Perusda dan Dishub Bali Bantah Penutupan Transportasi Online

16 Mei 2019, 20: 03: 34 WIB | editor : Nyoman Suarna

Perusda dan Dishub Bali Bantah Penutupan Transportasi Online

AUDENSI: Rapat di Dinas Perhubungan Provinsi Bali, dihadiri Pemilik Izin Penyelenggara Angkutan Sewa Khusus, Perusda, Dir Lantas Polda Bali dan Dinas Perijinan, Kamis (16/5) sekitar pukul 14.00. (ISTIMEWA)

Share this      

BALI EXPRESS, DENPASAR -  Opini liar yang sempat beredar bahwa pemerintah Provinsi Bali dan Perusda berencana menutup operasional transportasi online, dibantah Perusda dan Dinas Perhubungan Provinsi Bali. Hal tersebut disampaikan dalam rapat di Dinas Perhubungan Provinsi Bali yang dihadiri Pemilik Izin Penyelenggara Angkutan Sewa Khusus, Perusda, Dir Lantas Polda Bali dan Dinas Perijinan, Kamis (16/5) sekitar pukul 14.00.

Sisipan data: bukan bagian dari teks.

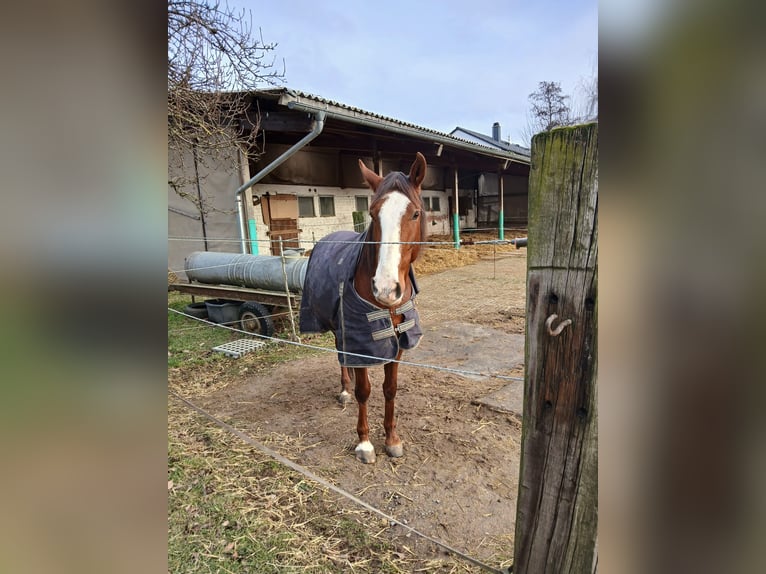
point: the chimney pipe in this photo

Dalam pertemuan tersebut, Perusda dan Dinas Perhubungan Provinsi Bali membantah opini yang sempat menyebutkan akan ditutupnya operasional transportasi online di Bali. Disampaikan dalam rapat tersebut bahwa hal tersebut tidaklah benar. Transportasi online diakui sudah menjadi bagian dan kebutuhan yang tidak terpisahkan dari masyarakat serta pariwisata di Bali.

Menyikapi sering terjadinya konflik antara transportasi online dan konvensional, Perusda menggandeng Telkomsel untuk mengakomodir kebutuhan masyarakat Bali, serta akan turut berkompetisi dengan segera menerbitkan aplikasi transport online tandingan di Bali. Terpenting, akan segera memanggil semua perwakilan baik itu dari transport online, konvensional serta dari konsumen yang akan dipertemukan dalam sesi audensi yang akan digelar dalam waktu secepatnya.

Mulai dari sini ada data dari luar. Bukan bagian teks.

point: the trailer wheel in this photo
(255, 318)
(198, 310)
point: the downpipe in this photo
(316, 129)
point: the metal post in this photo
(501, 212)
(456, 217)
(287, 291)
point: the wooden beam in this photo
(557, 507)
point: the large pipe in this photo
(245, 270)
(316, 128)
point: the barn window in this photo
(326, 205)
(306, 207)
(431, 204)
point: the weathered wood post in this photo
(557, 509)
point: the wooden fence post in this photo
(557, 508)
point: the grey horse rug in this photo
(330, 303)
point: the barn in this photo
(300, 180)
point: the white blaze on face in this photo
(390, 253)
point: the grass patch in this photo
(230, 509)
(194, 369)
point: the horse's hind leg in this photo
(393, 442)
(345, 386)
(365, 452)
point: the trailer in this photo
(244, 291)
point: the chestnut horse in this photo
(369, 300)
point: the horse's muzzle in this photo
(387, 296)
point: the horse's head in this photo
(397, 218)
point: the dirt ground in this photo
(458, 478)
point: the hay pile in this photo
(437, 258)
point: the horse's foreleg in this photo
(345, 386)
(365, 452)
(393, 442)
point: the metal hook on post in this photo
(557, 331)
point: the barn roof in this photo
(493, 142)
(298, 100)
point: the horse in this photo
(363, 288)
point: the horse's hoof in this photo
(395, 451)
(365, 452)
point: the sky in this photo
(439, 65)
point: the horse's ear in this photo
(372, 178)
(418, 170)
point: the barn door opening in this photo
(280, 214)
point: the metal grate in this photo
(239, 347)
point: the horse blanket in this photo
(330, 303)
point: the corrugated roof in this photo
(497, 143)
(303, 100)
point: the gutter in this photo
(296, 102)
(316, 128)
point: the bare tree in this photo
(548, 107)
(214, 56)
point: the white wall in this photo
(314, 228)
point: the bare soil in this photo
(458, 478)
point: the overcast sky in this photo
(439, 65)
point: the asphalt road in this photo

“Demi eksistensi transportasi online di Bali, serta menjaga keharmonisan dan adat budaya Bali, terkait juga rencana Gubernur untuk mengimplementasikan Pergub 79 tentang penggunaan baju adat pada seluruh driver online, kami sambut dengan antusias dan sambut bergayung. Kami sudah menjalankan program tersebut pada driver kami,” ujar Ketua Perkumpulan Armada Sewa Indonesia (PAS) DPD Bali sekaligus pimpinan Jayamahe Transport (PT. Dwi Sarana Mesari) Aryanto saat dihubungi.

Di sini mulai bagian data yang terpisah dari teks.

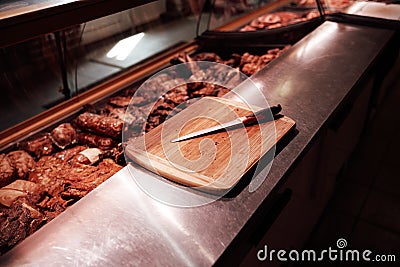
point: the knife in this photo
(260, 115)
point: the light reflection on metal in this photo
(124, 47)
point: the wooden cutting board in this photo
(212, 162)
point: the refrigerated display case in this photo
(117, 222)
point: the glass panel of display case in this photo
(117, 42)
(30, 79)
(40, 73)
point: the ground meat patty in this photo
(22, 162)
(92, 140)
(120, 101)
(84, 178)
(63, 135)
(99, 124)
(50, 171)
(17, 222)
(39, 145)
(7, 171)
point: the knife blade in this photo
(245, 120)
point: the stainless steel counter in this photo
(119, 224)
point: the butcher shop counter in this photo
(118, 224)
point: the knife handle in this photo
(262, 114)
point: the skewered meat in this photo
(63, 135)
(88, 156)
(18, 221)
(92, 140)
(22, 162)
(38, 146)
(18, 188)
(278, 19)
(99, 124)
(7, 171)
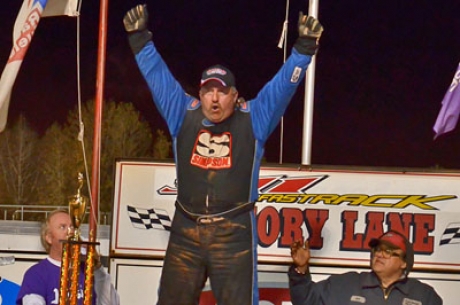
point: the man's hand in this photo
(309, 27)
(300, 253)
(135, 19)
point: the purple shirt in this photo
(43, 279)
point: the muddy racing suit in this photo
(213, 231)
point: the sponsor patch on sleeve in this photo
(296, 75)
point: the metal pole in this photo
(309, 98)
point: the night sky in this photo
(382, 70)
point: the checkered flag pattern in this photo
(149, 218)
(451, 234)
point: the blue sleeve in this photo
(168, 95)
(271, 102)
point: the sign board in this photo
(338, 211)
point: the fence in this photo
(36, 212)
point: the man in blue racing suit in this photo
(218, 145)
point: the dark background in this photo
(381, 72)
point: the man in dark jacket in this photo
(392, 258)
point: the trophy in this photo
(72, 256)
(77, 207)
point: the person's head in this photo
(392, 255)
(56, 228)
(218, 93)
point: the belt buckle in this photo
(204, 220)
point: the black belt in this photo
(217, 217)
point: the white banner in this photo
(338, 211)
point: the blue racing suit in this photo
(213, 231)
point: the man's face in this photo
(217, 101)
(387, 262)
(60, 226)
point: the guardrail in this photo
(19, 212)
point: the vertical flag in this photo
(450, 110)
(26, 22)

Langkah Pemerintah Provinsi Bali yang diwakili oleh Dinas Perhubungan Provinsi Bali untuk melakukan audensi, dinilai menunjukkan bahwa Gubernur Bali menyadari bahwa transport online adalah sebuah keniscayaan dan konsekuensi logis dari kemajuan teknologi dan zaman.

Saat ini yang paling penting adalah rekan-rekan driver online segera mengurus ijin ASK (Angkutan Sewa Khusus), lantaran ke depannya, baik Dinas Perhubungan, Perijinan, PPNS bersama dengan kepolisian akan menindak semua armada baik itu dari transport online dan juga konvensional yang tidak memiliki izin angkutan sewa khusus atau umum. 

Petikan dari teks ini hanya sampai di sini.